Tra le locandine, Ben Hur, Casablanca, Cantando sotto la pioggia, Un americano a Parigi, Vacanze romane, West Side Story, Colazione da Tiffany, Via col vento. Un corollario di immagini e disegni che, in parte, ci hanno riportato tra i ritrattisti ambulanti degli Uffizi che, qualche anno fa la giunta comunale renziana mise in grosse difficoltà tra i provvedimenti di sgombero e l’aumento della tassa sul suolo pubblico. Gli stessi che ci capita di vedere sul corso principale di Taormina o di qualsiasi altra città turistica italiana, e che fanno parte del nostro folclore più amato dai turisti.

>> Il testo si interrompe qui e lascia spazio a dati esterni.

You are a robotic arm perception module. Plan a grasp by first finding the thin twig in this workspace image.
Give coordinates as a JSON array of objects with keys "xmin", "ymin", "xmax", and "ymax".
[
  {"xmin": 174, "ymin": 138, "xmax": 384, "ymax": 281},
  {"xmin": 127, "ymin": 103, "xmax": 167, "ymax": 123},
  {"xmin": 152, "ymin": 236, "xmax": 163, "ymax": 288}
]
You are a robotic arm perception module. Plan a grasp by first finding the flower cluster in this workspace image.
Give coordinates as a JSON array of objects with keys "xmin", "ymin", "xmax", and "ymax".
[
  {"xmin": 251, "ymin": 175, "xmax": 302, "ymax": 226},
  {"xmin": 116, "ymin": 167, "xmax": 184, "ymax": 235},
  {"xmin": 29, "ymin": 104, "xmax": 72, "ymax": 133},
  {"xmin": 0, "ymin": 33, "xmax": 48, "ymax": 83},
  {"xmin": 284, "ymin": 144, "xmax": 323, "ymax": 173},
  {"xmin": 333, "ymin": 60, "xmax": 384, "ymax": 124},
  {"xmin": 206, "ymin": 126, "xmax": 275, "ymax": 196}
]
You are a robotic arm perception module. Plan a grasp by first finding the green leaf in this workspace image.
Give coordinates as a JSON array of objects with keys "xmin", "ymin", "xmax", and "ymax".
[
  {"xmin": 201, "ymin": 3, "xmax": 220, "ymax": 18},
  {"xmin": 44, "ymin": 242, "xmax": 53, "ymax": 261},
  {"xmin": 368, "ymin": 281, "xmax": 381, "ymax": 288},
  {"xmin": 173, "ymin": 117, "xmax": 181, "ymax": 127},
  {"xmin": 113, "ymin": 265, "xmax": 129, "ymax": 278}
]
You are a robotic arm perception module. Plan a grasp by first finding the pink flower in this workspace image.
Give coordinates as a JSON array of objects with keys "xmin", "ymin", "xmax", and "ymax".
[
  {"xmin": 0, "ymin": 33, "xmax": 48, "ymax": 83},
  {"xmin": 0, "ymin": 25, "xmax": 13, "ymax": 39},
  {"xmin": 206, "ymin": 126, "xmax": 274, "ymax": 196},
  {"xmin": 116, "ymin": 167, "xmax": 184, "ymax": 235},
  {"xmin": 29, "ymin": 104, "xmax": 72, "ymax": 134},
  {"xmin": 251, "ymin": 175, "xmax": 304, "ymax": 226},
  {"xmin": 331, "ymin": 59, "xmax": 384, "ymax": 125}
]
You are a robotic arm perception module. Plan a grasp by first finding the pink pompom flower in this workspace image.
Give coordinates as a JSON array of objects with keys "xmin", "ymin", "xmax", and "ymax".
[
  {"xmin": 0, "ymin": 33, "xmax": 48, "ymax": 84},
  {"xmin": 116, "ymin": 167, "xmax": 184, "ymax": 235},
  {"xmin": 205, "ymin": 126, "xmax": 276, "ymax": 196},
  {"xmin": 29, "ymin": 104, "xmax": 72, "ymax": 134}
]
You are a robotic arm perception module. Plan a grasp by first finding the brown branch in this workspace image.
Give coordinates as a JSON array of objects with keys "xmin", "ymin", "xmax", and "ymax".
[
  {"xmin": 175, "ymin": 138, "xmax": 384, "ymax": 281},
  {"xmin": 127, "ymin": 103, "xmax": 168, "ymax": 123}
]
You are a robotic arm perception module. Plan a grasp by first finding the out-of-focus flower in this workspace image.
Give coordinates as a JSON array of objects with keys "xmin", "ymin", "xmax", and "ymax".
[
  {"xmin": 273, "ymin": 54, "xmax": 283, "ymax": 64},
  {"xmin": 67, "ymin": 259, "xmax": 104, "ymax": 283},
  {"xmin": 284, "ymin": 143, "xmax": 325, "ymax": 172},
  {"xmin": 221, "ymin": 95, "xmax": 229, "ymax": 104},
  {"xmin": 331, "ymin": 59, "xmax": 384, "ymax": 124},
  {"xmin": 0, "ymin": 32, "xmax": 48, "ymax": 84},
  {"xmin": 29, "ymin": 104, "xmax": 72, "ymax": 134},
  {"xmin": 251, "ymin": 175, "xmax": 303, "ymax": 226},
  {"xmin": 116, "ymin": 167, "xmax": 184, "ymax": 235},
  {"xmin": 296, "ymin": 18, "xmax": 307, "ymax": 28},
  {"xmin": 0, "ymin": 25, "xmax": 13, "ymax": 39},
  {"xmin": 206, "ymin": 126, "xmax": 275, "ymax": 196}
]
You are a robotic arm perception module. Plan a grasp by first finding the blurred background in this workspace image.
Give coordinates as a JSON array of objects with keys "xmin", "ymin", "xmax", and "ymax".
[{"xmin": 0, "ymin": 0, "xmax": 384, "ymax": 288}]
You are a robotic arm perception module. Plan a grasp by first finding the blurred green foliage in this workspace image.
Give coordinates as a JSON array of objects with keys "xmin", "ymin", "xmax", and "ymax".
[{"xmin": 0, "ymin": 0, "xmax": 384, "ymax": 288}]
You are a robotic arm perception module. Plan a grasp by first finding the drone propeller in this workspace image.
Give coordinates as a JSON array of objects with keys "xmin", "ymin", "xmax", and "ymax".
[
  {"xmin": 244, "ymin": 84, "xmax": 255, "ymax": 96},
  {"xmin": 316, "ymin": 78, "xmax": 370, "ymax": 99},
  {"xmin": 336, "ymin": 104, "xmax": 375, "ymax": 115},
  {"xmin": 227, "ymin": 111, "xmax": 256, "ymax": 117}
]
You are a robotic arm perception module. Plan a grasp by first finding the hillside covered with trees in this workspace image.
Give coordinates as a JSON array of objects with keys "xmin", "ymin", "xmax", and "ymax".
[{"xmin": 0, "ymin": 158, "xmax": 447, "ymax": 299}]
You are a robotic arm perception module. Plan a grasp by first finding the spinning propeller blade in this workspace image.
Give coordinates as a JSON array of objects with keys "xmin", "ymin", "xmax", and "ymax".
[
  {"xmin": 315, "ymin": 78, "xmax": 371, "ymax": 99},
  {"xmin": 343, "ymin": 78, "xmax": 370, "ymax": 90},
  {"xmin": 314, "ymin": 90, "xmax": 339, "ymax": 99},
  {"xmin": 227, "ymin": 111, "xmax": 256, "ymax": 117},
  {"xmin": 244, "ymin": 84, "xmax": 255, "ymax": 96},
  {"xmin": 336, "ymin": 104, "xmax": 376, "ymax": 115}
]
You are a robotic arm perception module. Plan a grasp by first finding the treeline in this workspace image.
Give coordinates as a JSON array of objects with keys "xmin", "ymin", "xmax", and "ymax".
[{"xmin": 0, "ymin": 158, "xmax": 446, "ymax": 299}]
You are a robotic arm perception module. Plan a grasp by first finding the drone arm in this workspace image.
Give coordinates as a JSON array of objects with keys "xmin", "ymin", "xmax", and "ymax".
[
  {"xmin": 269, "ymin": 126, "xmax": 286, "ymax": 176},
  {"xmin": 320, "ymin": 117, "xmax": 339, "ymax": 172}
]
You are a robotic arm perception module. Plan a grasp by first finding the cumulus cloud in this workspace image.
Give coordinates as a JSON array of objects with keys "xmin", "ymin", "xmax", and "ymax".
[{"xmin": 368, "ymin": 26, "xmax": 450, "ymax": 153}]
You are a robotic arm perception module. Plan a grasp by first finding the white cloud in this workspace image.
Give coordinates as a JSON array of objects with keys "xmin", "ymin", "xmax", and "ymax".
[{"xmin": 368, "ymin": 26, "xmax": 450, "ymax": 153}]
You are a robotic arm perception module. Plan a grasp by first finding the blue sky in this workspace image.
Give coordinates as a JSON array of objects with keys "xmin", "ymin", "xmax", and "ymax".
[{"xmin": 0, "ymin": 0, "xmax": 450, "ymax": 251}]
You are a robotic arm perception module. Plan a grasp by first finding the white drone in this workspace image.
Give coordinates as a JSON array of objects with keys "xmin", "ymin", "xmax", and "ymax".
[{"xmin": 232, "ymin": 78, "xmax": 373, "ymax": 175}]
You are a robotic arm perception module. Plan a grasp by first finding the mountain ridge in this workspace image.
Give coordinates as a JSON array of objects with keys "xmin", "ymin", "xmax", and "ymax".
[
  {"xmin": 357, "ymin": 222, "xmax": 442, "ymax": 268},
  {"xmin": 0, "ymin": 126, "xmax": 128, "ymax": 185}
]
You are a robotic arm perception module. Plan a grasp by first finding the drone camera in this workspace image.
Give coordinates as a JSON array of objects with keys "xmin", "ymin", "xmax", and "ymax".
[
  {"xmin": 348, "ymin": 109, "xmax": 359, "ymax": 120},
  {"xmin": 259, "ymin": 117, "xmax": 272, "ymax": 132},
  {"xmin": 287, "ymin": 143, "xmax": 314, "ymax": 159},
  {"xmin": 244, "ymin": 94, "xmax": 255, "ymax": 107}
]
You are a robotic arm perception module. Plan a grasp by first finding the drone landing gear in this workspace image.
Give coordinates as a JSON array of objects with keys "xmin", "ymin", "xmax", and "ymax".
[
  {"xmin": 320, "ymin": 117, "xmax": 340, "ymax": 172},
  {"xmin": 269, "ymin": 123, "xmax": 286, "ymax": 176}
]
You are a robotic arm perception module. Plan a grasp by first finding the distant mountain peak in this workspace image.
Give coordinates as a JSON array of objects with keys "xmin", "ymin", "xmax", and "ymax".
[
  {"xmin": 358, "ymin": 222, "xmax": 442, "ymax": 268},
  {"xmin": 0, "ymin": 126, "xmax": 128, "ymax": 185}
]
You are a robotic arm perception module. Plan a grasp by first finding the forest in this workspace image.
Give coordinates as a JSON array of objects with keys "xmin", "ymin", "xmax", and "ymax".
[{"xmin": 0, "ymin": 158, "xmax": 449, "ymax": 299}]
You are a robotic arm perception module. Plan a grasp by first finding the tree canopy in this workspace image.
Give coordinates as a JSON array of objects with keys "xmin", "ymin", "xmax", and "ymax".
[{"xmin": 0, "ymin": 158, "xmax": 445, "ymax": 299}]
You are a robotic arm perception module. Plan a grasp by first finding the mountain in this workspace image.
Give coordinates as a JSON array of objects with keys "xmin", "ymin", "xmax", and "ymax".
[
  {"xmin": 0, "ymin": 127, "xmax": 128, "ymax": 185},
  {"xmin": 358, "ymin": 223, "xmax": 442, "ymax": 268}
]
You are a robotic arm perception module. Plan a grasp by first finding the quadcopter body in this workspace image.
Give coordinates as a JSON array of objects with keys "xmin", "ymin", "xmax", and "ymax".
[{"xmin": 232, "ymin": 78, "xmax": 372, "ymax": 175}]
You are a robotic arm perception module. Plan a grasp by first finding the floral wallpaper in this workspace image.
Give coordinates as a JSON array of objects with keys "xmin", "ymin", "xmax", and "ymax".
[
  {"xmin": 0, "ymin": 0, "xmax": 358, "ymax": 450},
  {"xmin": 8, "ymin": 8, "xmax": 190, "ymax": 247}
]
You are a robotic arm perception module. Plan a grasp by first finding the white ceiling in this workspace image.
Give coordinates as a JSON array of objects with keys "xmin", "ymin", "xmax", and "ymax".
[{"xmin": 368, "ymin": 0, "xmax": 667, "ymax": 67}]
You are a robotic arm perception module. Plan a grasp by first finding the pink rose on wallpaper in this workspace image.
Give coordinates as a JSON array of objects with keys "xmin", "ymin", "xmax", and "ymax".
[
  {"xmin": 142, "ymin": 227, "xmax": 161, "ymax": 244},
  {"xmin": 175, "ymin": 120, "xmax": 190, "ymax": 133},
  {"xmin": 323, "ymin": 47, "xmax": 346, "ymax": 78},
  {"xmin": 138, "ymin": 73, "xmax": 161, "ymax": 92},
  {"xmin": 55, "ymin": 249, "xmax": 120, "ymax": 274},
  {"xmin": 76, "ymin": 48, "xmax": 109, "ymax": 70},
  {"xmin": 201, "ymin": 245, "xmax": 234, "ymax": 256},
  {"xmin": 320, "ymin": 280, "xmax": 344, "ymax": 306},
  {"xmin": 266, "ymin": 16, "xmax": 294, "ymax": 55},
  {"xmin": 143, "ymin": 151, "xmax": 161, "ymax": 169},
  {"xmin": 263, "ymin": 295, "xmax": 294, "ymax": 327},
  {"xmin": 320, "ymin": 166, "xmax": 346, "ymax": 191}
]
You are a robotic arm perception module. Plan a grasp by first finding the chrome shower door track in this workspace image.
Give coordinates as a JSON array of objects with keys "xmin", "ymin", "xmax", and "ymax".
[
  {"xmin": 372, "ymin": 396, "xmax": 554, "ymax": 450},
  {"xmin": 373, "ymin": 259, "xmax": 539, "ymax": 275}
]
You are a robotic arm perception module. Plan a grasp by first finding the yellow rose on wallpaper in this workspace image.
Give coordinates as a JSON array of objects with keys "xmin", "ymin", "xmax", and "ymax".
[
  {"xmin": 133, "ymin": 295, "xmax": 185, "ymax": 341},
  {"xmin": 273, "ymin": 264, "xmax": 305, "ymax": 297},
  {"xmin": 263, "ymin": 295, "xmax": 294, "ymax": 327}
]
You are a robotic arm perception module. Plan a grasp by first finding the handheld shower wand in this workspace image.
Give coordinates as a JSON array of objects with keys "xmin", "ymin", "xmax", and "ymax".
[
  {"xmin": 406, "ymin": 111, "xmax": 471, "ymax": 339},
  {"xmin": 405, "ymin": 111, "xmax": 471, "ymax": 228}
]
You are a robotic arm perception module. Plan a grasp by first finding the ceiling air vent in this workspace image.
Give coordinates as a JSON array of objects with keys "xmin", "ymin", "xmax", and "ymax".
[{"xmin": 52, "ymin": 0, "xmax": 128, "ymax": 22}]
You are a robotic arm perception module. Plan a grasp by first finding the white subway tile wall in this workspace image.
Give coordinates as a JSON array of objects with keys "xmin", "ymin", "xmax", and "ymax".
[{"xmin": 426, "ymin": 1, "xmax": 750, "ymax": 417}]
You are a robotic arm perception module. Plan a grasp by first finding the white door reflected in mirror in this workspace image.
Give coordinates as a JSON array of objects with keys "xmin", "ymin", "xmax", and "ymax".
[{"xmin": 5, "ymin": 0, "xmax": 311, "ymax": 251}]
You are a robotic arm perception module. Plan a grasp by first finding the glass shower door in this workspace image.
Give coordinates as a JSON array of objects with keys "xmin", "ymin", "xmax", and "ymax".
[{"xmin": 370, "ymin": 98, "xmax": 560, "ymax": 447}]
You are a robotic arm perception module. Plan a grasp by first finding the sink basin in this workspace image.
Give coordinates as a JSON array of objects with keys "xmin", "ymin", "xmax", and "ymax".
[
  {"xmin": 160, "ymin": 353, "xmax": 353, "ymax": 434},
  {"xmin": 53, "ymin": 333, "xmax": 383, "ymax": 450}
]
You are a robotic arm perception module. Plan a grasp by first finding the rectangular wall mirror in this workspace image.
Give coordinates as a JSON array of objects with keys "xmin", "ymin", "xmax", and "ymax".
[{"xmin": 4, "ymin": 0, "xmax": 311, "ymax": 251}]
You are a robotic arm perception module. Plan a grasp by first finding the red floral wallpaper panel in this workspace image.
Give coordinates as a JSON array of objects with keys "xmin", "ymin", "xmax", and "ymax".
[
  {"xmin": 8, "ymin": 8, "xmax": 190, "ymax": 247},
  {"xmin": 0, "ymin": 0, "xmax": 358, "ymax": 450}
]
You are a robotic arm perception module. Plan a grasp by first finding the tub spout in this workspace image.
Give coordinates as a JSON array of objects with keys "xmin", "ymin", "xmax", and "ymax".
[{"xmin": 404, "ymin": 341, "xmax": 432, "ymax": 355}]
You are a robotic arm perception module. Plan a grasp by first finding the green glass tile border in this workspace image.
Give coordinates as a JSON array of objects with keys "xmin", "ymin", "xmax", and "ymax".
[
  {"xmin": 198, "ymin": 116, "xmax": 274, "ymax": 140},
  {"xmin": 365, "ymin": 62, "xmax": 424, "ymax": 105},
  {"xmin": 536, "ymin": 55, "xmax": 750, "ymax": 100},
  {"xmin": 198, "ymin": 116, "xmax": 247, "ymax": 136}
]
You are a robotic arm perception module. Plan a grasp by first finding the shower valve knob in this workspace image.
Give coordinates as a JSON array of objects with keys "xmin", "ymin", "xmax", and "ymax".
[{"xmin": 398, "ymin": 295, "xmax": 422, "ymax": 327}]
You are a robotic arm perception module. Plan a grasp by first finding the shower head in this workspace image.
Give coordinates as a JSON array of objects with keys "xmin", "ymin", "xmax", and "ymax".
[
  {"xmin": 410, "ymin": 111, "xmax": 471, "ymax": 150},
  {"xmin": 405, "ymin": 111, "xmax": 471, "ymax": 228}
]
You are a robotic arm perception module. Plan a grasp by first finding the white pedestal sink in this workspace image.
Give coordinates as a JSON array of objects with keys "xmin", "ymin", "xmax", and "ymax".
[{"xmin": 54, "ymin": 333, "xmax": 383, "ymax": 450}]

Campeggi sembra uscito da questi ambienti, un’arte che ha saputo innalzare a capolavoro, mettendo a frutto gli insegnamenti ed i consigli di Ottone Rosai e Ardengo Soffici, due dei più illustri artisti fiorentini del secolo scorso. Ha saputo catturare l’anima umana dai personaggi per devozione, consegnandoci un’immagine più terrena dei tantissimi divi innalzati a star dalle loro interpretazioni. Un’attività intensa e particolare che, nata dai primi disegni in bianco e nero delle locandine post-Seconda Guerra mondiale, ha in seguito colorato la nostra fantasia, prima ancora delle immagini sul grande schermo.

Sarà difficile trovare sulle locandine di quei film, dal Neorealismo ai film a ridosso della rivoluzione sessantottiana, una sola traccia che citi l’artista Nano, autore di quelle immagini. Neanche tra i titoli di coda, è mai stato citato l’autore del manifesto, che fosse Campeggi od altri artisti suoi colleghi. Si racconta che solo grazie al collezionista Bolaffi, queste locandine siano state riconsegnate al mondo dell’arte ed al valore che rappresentano.

Perché questa forma di arte nell’ombra è stata considerata sempre secondaria, rispetto agli attori protagonisti o ai registi, anche se ci sembra doveroso segnalare che, come nel caso dei libri, la copertina emulata a locandina, spesso è l’elemento determinante per convincere lo spettatore a comprare il libro. O, in questo caso, il biglietto d’ingresso al cinema.